Sen. Burr learns about Wayne reading program
By Barbara Arntsen
Published in News on June 2, 2005 1:46 PM
Sen. Richard Burr found out first-hand Wednesday about Wayne County's Reach Out and Read program when he visited Carolina Adult and Pediatric Center.
"What's your name?" asked 4-year-old Corie Stanley, as Burr seated himself at the reading table in the waiting room.
"Richard," he laughed, as Corie pointed out her friends, 2-year-old Autumn Pearson and her 4-year-old brother Kobe Pearson.
Burr read the youngsters a story as 4-year-old Gissell Aguilar helped him pronounce the parts of the book written in Spanish.
Mario Aguilar, Gissell's father, said she understands both English and Spanish because they switch back and forth between both languages at home.
Reach Out and Read is a national program that trains doctors and nurses to advise parents about the importance of reading aloud and to give books to children at pediatric check-ups from six months to five years. The program has a special focus on children growing up in poverty.
In Wayne County, the public library and Smart Start have combined to bring volunteers to read to children at the Carolina Adult and Pediatric Center, Wayne County Health Department and Goldsboro Pediatrics.

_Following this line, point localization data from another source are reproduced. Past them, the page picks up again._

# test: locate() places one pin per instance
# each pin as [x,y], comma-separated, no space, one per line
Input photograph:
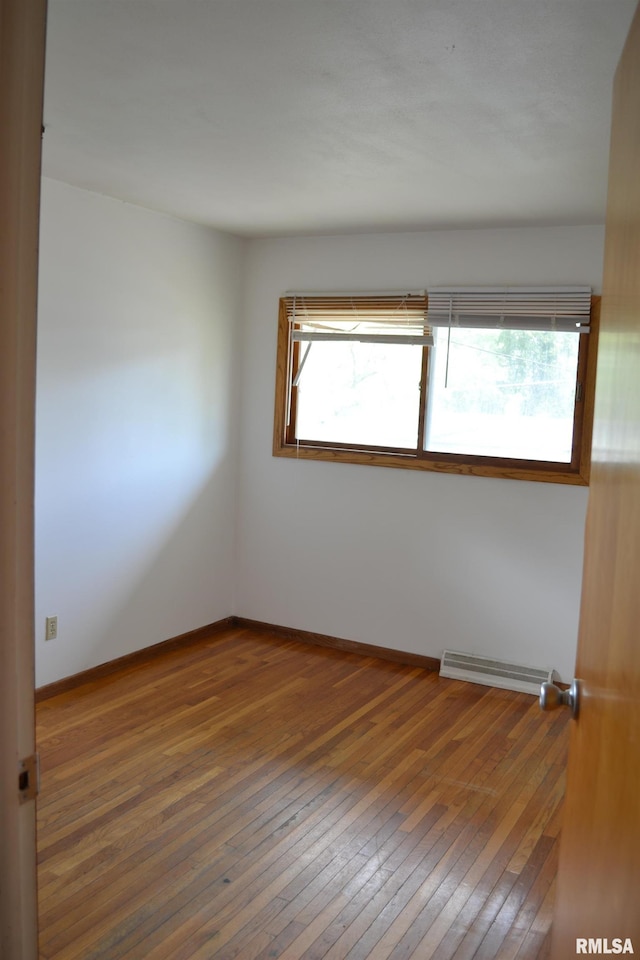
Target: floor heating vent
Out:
[493,673]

Carole Corwin, a retired state employee and speech language pathologist, is one of the local volunteers.
"I've always wanted to do this," she said.
Matt Veno came down from the national Reach Out and Read office in Boston.
"Whenever we have a member of Congress visit any of the programs, we try to be there," Veno said. "Sen. Burr has been very supportive of this program and we want to show our support."